My initial guess is that it is trying to send the IO output to the wrong place.
@lawik That’s an interesting theory. I’m not sure how it would block Application.started_applications, but let me dump what I know.
The ssh client’s IO server with OTP 28 only supports unicode output. If you write latin1, the request is ignored and the ssh session hangs. For example, if you run IO.binwrite(“hello”) at the IEx prompt, it will happen. This was what was happening with RingLogger, but that was a bug since it has Unicode data. When that call was added, there wasn’t a String.replace_invalid/2 and using binwrite was a hack to avoid raising on invalid Unicode.
The call to Application.started_applications has a 5 second timeout on the call to the application controller, so it not returning for 2 minutes seems pretty impressive.
This is weird. Weird enough that given that it’s correlated to networking, I’d blame DNS as a joke, but I honestly don’t know. Very, very curious.
Checked utf-8 is selected and the nerves shell correctly displays unicodes.
Nerves shell over serial port has no issues. All function calls execute timely regardless of the state of the network interfaces.
Reconnecting to the nerves shell after killing the blocked ssh connection from the Linux terminal works. The nerves ssh daemon keeps working yet the same functions keep blocking.
My guess is that started_applications blocks indefinitely and the 2m timeout is just the ssh connection giving up.
What Erlang and Elixir versions are you on? What loaded applications are there or if that also hangs, what deps are there that might have applications. Seems like something is breaking in a fun way somewhere in the release.

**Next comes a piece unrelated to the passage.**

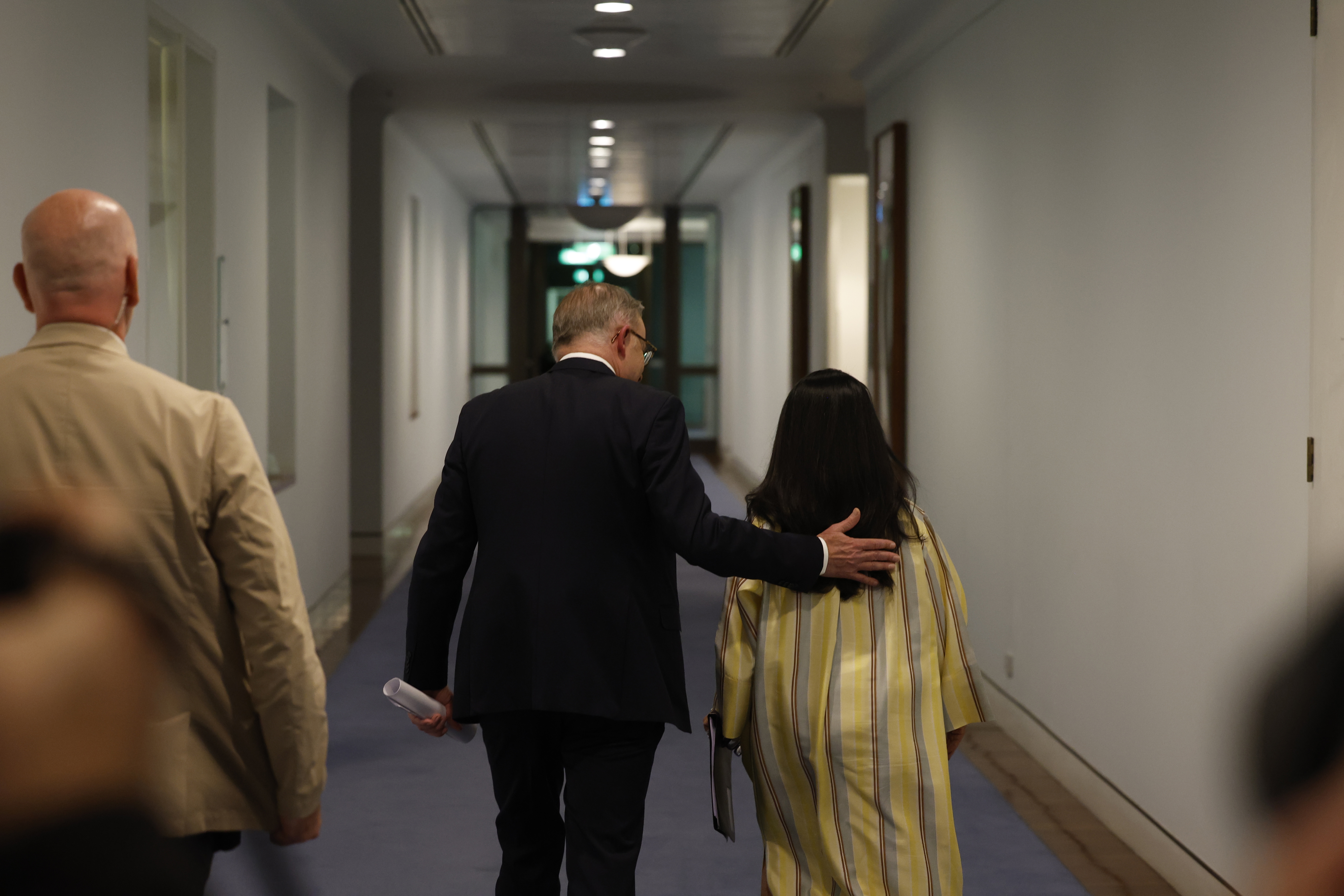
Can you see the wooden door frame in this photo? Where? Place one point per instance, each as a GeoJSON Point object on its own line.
{"type": "Point", "coordinates": [898, 245]}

One thing that’d be interesting is to remove all the deps and code that isn’t Nerves standard stuff to bisect between a fundamental issue between Erlang/Elixir/Nerves/hardware or an issue in the project code.
For example, I believe NIFs can break some assumptions.
Depending on your setup you might run mix nerves.new and just reference your system to run a “clean” project.
I got another identical hardware set with same firmware and the condition wont replicate there… this shifts the search space to miss configuration or data corruption or hardware failure. Thanks for your valuable input. Learned a lot.